Gas gets organised in pitch to Canberra

BY RON HAMMERTON | 27th Jul 2010


AUSTRALIA’S transport gas industry has pledged to present a united front to the federal government to plead its case for a gas solution to a looming transport fuels crisis that threatens to blow a $128 billion hole in Australia’s trade balance.

The industry says the transport fuels emphasis has shifted dramatically from air quality to fuel security, with Australian crude oil production set to decline up to 85 per cent in the next 10 years and demand for transport fuels still rising.

The Society of Automotive Engineers Australasia (SAE-A) gaseous fuels conference in Melbourne this week was told that Australia had gone from being self-sufficient in transport fuels in 2000 to importing almost 30 per cent of its needs at a cost of billions of dollars a year.

Queensland Energy Resources CEO Pearce Bowman said that depending on the future price of oil and exchange rates, that import bill could hit between $92 billion and $128 billion by 2030 when up to 70 per cent of crude oil and petroleum products might be imported.

Mr Bowman, whose company is planning to exploit massive shale oil reserves in Queensland, described the situation as a potential time bomb, saying the crunch could come in as little as five years when production of oil from North West Shelf condensate started to drop off, compounding falling crude oil production from Bass Strait and Cooper BasinHe estimated that while local production was in decline, demand for oil could double by 2030 if Australia adopted a ‘business as usual’ approach to consumption.



Several speakers argued that the transport gas industry – covering competing fuels LPG Autogas, compressed natural gas (CNG) and liquid natural gas (LNG) – should put aside differences and devise a united strategy to convince the federal government of the benefits, both economic and environmental, for a gas-powered transport future.

The speakers also expressed frustration at the lack of market traction that gas products of all types had made in Australia over the past 20 years, despite its affordability, greenhouse gas benefits of up to 20 per cent over petrol and diesel and government subsidies on LPG.

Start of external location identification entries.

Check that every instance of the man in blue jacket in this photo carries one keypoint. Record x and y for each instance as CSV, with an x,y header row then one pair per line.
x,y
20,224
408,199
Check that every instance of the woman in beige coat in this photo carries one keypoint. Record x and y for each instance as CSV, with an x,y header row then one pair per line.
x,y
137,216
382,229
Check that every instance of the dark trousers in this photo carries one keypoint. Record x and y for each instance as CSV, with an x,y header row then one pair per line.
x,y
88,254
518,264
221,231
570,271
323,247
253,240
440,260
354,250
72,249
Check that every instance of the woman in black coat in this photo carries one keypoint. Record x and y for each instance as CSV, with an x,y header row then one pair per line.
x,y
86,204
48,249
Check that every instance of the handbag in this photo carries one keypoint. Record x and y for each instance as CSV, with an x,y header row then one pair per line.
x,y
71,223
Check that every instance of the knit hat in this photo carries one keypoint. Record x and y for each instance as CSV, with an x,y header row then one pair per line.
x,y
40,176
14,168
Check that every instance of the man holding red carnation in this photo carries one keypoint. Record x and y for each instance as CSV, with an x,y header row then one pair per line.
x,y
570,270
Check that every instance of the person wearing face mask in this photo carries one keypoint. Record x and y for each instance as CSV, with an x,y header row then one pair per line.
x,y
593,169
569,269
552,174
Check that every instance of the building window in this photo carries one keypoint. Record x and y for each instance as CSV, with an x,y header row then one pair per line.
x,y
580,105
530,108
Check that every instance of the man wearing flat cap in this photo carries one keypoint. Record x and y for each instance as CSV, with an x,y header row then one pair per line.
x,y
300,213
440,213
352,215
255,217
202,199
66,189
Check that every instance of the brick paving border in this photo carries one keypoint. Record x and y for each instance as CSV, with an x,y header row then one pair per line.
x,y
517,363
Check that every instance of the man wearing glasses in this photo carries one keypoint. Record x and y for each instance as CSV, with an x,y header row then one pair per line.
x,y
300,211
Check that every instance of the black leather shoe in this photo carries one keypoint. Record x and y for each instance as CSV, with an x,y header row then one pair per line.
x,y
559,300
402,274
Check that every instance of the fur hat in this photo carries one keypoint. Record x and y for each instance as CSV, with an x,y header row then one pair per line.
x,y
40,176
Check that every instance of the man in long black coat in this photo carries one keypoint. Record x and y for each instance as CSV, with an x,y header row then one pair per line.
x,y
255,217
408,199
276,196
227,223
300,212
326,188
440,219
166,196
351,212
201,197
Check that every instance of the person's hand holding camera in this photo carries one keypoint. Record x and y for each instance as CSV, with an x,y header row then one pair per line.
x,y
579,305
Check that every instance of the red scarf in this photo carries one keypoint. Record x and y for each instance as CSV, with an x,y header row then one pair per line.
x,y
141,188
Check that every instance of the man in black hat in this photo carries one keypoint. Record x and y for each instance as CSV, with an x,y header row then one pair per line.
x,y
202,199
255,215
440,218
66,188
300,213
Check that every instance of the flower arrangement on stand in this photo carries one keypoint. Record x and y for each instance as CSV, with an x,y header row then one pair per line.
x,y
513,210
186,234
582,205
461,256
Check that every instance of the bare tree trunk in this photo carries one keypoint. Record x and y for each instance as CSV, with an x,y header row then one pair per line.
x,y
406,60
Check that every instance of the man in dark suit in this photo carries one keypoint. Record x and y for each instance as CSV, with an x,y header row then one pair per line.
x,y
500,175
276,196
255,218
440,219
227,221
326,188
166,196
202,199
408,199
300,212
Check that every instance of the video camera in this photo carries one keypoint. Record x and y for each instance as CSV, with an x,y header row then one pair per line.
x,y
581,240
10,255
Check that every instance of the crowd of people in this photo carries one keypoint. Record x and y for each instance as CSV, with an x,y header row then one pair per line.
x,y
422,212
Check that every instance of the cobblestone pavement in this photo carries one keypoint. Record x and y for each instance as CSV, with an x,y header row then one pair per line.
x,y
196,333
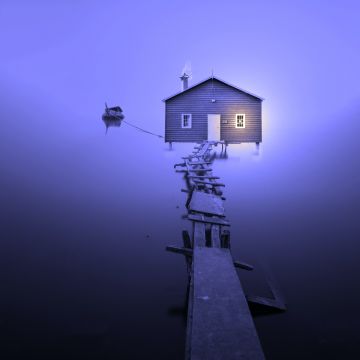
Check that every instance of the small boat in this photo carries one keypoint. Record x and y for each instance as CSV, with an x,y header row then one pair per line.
x,y
113,114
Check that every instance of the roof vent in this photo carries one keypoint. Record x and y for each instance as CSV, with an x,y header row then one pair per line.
x,y
185,81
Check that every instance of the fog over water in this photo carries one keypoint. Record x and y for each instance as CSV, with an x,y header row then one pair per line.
x,y
85,217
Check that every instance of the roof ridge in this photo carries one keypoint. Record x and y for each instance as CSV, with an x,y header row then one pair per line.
x,y
218,79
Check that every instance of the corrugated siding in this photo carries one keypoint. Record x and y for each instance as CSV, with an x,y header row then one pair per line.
x,y
229,102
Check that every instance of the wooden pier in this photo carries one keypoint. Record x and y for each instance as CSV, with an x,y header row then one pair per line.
x,y
219,322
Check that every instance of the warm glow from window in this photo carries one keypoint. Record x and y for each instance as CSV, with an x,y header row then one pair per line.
x,y
240,121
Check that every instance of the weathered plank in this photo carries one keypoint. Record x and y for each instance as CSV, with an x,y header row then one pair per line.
x,y
208,182
206,203
208,219
220,321
203,176
215,235
199,234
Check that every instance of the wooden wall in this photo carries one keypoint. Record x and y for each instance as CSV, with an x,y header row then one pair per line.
x,y
229,101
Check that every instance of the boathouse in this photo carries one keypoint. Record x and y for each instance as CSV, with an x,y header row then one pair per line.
x,y
213,110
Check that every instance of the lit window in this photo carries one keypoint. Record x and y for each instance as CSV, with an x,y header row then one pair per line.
x,y
186,121
240,121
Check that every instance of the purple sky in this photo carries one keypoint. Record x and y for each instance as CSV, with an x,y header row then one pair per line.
x,y
71,195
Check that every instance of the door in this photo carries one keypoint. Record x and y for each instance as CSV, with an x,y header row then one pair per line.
x,y
214,127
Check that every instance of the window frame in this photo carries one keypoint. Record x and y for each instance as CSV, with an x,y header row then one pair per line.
x,y
244,121
189,126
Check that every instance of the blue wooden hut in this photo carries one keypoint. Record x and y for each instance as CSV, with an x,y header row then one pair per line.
x,y
213,110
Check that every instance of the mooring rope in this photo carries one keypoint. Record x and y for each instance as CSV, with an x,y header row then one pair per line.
x,y
140,129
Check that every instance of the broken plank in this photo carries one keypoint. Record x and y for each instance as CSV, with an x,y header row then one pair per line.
x,y
215,235
208,182
208,219
204,176
199,234
196,170
220,320
242,265
206,203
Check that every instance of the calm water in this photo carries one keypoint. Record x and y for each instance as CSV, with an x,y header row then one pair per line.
x,y
85,218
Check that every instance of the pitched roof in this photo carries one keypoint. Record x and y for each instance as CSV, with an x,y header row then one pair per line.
x,y
214,78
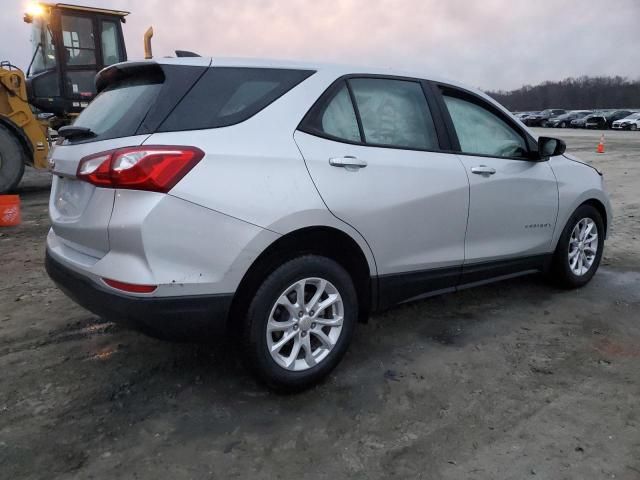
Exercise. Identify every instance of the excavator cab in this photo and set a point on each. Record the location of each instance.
(70, 45)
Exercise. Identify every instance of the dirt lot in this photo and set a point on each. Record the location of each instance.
(510, 381)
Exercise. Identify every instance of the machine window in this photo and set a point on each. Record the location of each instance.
(78, 41)
(110, 48)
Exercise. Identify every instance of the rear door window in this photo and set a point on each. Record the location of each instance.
(394, 113)
(227, 95)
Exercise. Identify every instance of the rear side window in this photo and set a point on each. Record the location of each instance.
(227, 95)
(119, 109)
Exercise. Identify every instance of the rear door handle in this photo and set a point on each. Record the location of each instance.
(483, 170)
(349, 162)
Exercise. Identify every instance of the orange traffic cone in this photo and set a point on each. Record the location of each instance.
(9, 210)
(600, 148)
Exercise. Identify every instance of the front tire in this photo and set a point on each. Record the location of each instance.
(300, 323)
(12, 160)
(579, 249)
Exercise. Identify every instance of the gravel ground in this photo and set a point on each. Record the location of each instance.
(509, 381)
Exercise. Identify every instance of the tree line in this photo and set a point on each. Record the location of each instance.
(586, 93)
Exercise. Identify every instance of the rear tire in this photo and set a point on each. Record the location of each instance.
(12, 160)
(578, 253)
(318, 337)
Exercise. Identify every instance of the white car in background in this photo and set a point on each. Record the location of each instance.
(632, 122)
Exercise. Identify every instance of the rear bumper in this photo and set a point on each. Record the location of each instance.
(198, 317)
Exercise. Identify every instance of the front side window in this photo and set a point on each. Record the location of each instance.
(394, 113)
(482, 132)
(77, 39)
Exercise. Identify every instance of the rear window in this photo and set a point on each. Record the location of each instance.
(225, 96)
(143, 98)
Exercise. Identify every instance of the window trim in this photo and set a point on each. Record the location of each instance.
(444, 143)
(471, 97)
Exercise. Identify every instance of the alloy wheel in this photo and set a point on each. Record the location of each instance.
(583, 246)
(305, 324)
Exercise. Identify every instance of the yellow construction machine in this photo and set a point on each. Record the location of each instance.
(70, 45)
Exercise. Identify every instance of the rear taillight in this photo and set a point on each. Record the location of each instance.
(129, 287)
(153, 168)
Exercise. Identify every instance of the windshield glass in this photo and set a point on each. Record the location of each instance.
(44, 54)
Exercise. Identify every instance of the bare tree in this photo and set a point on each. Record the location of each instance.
(573, 93)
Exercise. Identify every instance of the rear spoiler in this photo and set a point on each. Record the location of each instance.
(150, 71)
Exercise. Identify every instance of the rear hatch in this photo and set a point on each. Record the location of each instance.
(134, 99)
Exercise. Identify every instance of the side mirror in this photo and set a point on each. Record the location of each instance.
(550, 147)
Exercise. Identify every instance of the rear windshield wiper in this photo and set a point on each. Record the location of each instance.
(71, 132)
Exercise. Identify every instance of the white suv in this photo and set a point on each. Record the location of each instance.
(286, 201)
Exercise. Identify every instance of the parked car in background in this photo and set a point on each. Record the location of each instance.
(631, 122)
(580, 122)
(564, 120)
(275, 204)
(522, 115)
(541, 118)
(525, 115)
(605, 120)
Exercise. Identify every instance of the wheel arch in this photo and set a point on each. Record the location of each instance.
(320, 240)
(602, 210)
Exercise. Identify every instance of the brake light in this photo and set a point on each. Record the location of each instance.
(129, 287)
(152, 168)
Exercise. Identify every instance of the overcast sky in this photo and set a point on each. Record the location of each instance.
(491, 44)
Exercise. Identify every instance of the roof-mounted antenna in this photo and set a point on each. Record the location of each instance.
(185, 53)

Rare Consulting’s Mark McKenzie said the industry had not been helped by divided opinions and competing interests, describing the approach as “unco-ordinated rabble”.

“There has been no industry consensus on what happens next,” he said.

Elgas corporate affairs manager Warring Neilson said Australia had been “too rich”, with too little long-term vision to address the impending problem.

He said that issue could only be addressed if the government shared the industry’s vision that gas fuels could help to solve the looming oil problem, but that could not happen while organisations representing different gases had myriad opinions about the best course of action.

“You cannot prosecute this case on one fuel,” he said. “It will have no credibility – we have to present a united front.”The delegates agreed at the end of the conference to form a coalition of existing industry organisations with vested interests in a gas fuels future – including LPG, CNG, LNG and motor industry organisations – to formulate a ‘road map’ for presentation to the federal government after this year’s election.

The industry is set to argue that switching to gas in the nation’s passenger car and truck fleets would not only help to achieve greenhouse gas and air quality targets but avert a trade imbalance equivalent to wiping out the economic benefits of iron ore exports.

Energy consultant Kevin Sansome, of Kreative Solutions, told the conference that that gas was not only the best option for the looming energy shortfall “but the only option we have”.

He said Australia’s gas reserves could power Australian transport for 34 years.

“Gas is a transitional fuel – not renewable but the best step towards whatever comes next,” he said.

Natural Gas Vehicles Australasia’s Ollie Clark told the conference that Australia’s natural gas reserves held the energy equivalent of 40 per cent of known coal reserves in Australia and were growing.

He said new coal seam gas reserves in Queensland had effectively doubled the size of known gas reserves, to more than 400,000 petajoules.

“I am told they have found so much (coal seam gas) they have stopped looking,” he said.

Figures presented by Mr Clark showed natural gas cost around a quarter of imported oil-based fuels.

“If we replaced 50 per cent of imported petrol and diesel, this would offer a pre-delivery saving of $11.5 billion a year,” he said.

Mr Clark said that by 2020, Australia faced a $30 billion a year import bill for petroleum and petroleum products, and that would continue to grow.

He argued that the stable price of natural gas made it ideal for heavy transport against the fluctuating and uncertain price of oil, with greater certainty of supply from domestic sources against imported oil in an uncertain world.

According to research by Rare Consulting, liquid natural gas – most suited for heavy transport because of its greater energy density – could provide CO2 benefits of 20 per cent over diesel.

CNG was next best with a 17 per cent improvement, while LPG cut CO2 by 15.9 per cent.